Re: YAEPT alert! [Re: Not phonetic but ___???]
From: | Mark J. Reed <markjreed@...> |
Date: | Sunday, April 18, 2004, 16:21 |
On Sun, Apr 18, 2004 at 05:49:01AM -0700, Philippe Caquant wrote:
> I used to pronounce "blood" like
> it was "bleude" in French (like in "oeuf")
Which sounds reasonable to me.
> (while "floor" I pronounce rather like French "Nord"),
Yup.
> Aaargh ! I have not the faintest idea what "kjr\=" could mean.
You really should consult one of the websites that let you hear the
sounds represented by the IPA symbols (which of course map directly to
X-SAMPA/CXS). The symbol [r\] represents the usual American English "r"
sound, which is an approximant (have you ever heard G. W. Bush say
"Iraq"?). Like any approximant, it has a corresponding vowel that is
effectively a drawn-out version of the same sound, but since it has no
place on the official IPA vowel chart, we call it a "vocalic" or
"vowel-like" sound instead. The vowel that goes with [j] is [i]; the
vowel that goes with [w] is [u]; but since the vocalic that goes with [r\]
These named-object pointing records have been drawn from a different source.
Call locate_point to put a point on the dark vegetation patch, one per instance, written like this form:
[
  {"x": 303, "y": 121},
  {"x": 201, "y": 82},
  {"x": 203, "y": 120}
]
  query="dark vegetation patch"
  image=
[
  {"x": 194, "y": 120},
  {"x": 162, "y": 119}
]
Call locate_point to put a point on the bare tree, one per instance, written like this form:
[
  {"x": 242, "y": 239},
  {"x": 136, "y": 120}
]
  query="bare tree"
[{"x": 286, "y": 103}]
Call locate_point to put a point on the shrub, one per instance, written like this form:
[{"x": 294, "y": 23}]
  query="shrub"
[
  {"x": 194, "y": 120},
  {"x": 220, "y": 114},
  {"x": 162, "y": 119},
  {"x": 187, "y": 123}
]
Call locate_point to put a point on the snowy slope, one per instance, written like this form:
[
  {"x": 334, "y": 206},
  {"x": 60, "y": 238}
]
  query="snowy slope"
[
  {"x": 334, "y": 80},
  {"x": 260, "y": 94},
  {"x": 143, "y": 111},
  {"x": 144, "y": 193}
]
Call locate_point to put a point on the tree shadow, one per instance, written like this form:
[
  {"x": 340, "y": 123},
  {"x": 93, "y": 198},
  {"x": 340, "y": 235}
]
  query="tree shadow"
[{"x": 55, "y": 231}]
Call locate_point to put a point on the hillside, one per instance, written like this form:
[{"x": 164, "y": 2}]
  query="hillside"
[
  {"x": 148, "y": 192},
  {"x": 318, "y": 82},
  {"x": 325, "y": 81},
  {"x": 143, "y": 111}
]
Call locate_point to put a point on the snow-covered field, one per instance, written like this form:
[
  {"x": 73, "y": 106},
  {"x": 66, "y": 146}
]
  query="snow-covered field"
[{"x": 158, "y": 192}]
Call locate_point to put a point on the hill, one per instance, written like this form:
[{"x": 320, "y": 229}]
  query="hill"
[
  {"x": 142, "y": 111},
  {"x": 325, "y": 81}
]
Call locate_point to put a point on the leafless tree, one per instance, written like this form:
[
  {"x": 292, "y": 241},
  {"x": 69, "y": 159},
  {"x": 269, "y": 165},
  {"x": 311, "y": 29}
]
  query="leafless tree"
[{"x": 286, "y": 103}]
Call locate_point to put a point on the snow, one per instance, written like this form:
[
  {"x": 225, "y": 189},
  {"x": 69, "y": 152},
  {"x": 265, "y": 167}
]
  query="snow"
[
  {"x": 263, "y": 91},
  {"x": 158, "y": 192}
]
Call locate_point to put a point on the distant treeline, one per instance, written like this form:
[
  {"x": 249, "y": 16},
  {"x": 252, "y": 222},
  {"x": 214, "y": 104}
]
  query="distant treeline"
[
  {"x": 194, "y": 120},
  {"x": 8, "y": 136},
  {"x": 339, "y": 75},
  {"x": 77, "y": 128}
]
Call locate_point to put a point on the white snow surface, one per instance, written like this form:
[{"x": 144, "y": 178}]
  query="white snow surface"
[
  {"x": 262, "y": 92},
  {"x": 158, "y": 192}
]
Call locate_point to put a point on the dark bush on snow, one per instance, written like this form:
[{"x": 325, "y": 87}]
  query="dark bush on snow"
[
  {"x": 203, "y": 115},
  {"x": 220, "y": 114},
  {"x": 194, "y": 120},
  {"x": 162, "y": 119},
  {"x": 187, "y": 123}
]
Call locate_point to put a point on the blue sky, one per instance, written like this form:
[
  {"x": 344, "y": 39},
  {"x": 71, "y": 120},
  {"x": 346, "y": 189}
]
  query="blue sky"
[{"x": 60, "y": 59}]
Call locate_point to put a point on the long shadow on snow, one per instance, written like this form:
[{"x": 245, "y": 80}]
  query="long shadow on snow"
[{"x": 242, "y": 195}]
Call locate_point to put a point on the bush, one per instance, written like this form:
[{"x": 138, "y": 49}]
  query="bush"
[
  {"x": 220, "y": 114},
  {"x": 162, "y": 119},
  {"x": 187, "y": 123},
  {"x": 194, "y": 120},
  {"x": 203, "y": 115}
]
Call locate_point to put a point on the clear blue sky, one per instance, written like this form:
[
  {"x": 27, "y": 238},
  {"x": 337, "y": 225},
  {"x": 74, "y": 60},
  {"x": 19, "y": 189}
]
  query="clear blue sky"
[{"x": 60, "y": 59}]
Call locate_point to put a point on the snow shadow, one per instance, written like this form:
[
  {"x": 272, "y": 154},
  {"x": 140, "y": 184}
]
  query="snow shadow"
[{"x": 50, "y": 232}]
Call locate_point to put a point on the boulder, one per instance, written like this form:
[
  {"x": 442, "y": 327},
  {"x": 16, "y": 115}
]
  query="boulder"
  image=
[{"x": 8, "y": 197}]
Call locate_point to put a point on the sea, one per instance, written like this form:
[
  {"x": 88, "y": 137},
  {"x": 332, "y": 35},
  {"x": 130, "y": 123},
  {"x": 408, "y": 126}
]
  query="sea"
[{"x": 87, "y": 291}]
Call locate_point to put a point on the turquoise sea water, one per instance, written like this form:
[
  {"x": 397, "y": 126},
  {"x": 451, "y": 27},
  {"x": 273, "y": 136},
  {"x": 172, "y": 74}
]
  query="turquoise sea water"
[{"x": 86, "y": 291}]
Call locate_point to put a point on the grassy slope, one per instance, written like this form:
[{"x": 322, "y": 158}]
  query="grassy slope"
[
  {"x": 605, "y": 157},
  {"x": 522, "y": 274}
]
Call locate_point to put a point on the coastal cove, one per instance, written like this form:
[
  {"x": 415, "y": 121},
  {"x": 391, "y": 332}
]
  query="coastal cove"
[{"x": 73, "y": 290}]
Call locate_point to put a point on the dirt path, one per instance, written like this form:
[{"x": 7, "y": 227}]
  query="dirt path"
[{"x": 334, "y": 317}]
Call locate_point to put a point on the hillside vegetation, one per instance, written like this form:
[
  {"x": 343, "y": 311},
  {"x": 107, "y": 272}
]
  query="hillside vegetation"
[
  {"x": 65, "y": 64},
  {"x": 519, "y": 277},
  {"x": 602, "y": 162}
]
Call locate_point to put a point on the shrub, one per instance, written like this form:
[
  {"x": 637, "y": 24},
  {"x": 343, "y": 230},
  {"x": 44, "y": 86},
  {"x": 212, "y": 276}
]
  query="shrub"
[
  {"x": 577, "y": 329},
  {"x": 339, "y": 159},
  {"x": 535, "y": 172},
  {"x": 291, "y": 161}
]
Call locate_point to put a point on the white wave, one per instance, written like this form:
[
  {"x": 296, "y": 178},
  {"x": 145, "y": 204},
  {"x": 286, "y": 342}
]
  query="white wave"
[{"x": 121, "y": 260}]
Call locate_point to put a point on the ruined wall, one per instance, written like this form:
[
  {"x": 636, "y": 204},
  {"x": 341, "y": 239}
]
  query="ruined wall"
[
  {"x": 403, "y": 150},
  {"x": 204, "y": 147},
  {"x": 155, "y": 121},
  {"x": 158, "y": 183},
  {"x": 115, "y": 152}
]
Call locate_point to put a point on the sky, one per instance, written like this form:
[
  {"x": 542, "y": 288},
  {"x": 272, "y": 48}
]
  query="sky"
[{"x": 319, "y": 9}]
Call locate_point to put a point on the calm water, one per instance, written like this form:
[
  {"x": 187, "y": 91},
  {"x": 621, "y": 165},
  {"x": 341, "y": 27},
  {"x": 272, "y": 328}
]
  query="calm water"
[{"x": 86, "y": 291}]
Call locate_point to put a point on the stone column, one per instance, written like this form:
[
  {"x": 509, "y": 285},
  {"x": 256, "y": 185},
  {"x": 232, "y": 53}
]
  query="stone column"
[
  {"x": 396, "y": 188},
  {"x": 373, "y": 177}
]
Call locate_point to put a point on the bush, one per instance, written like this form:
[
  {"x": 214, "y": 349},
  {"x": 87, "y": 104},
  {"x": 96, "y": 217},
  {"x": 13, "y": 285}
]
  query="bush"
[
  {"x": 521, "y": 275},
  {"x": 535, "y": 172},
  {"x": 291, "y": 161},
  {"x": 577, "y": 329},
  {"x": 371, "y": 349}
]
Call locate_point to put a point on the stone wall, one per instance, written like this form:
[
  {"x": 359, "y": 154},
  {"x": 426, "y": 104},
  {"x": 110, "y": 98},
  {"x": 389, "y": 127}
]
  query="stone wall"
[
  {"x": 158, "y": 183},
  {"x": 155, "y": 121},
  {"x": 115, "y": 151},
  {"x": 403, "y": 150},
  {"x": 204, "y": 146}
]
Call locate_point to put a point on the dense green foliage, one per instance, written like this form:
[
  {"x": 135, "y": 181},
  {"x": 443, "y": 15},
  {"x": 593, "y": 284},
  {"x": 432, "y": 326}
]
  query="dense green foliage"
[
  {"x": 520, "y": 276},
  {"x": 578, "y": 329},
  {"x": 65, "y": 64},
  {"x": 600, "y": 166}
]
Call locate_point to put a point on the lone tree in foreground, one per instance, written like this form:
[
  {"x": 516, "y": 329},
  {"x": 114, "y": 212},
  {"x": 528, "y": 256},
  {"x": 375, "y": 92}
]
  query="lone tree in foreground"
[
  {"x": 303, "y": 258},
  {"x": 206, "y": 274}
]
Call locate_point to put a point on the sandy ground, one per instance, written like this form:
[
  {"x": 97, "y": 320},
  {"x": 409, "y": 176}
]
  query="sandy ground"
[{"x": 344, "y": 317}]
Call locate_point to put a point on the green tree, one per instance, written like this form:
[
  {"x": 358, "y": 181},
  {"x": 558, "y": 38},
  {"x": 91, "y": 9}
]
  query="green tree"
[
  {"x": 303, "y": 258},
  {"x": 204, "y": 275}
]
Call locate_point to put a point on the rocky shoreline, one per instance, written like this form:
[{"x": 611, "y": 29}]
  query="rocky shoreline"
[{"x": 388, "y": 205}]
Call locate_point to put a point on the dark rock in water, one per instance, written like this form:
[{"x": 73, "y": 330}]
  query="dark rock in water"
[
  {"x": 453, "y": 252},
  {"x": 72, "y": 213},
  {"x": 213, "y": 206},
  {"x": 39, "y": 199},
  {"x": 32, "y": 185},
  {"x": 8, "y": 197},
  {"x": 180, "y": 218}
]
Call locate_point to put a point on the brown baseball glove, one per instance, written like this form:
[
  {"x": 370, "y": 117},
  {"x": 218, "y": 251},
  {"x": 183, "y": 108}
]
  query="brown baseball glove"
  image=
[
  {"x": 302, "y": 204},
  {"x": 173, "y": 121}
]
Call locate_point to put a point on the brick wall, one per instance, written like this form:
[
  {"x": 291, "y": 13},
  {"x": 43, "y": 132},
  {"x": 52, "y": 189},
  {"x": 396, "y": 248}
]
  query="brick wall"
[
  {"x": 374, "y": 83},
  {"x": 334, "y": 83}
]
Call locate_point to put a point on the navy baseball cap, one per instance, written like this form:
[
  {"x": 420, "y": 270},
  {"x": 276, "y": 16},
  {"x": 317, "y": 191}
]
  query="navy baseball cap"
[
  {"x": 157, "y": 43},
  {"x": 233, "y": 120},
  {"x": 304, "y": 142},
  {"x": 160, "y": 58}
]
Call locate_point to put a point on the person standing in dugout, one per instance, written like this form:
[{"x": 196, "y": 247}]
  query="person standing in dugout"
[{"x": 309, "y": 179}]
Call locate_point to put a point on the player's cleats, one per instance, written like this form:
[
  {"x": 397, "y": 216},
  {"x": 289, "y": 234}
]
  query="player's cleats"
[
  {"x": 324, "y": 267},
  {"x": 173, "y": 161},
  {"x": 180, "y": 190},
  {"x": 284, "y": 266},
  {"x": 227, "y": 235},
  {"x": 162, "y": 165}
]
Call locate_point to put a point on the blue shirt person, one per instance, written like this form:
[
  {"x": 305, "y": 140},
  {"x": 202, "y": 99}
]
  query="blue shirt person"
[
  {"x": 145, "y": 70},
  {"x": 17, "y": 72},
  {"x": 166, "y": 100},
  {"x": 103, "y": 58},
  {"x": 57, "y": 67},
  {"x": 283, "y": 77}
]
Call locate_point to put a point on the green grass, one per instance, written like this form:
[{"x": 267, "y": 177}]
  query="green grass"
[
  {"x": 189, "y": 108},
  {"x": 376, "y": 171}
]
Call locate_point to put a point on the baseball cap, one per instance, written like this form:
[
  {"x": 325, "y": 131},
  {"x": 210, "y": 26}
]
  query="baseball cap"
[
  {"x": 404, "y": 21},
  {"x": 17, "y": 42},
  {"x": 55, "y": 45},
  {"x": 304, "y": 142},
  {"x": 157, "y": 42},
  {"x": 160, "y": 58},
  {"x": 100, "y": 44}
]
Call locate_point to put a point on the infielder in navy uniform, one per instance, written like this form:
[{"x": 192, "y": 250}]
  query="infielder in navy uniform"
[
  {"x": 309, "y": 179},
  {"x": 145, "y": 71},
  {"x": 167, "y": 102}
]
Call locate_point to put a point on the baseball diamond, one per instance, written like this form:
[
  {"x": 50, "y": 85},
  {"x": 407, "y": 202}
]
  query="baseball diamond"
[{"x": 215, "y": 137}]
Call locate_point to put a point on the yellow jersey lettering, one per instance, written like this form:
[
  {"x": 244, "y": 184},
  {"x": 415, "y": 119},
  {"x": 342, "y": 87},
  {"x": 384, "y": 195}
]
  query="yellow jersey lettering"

doesn't have a separate symbol, we write it [r\=], where the = is the
"syllabic" diacritic.
The combination /@r\/ is realized as [r\=] in many dialects, and in many
of those dialects the distinction between /@r\/ and /Ur\/ has been
neutralized, so that /Ur\/ is also [r\=]. Both of those conditions hold
for my dialect, so that for me, all of these words/syllables rhyme:
"brr" = "burr", "cure", "deter", "exposure", "fur", "grrr", "her",
"jure" = "Ger-" in "German", "kosher", "labor", "mer-" in "mermaid",
"nur-" in "nurse", "per" = "purr", "quiver", "recur", "sir", "ter-" in
"terminal", "utter", "valor", "were", "youngster", and "zither".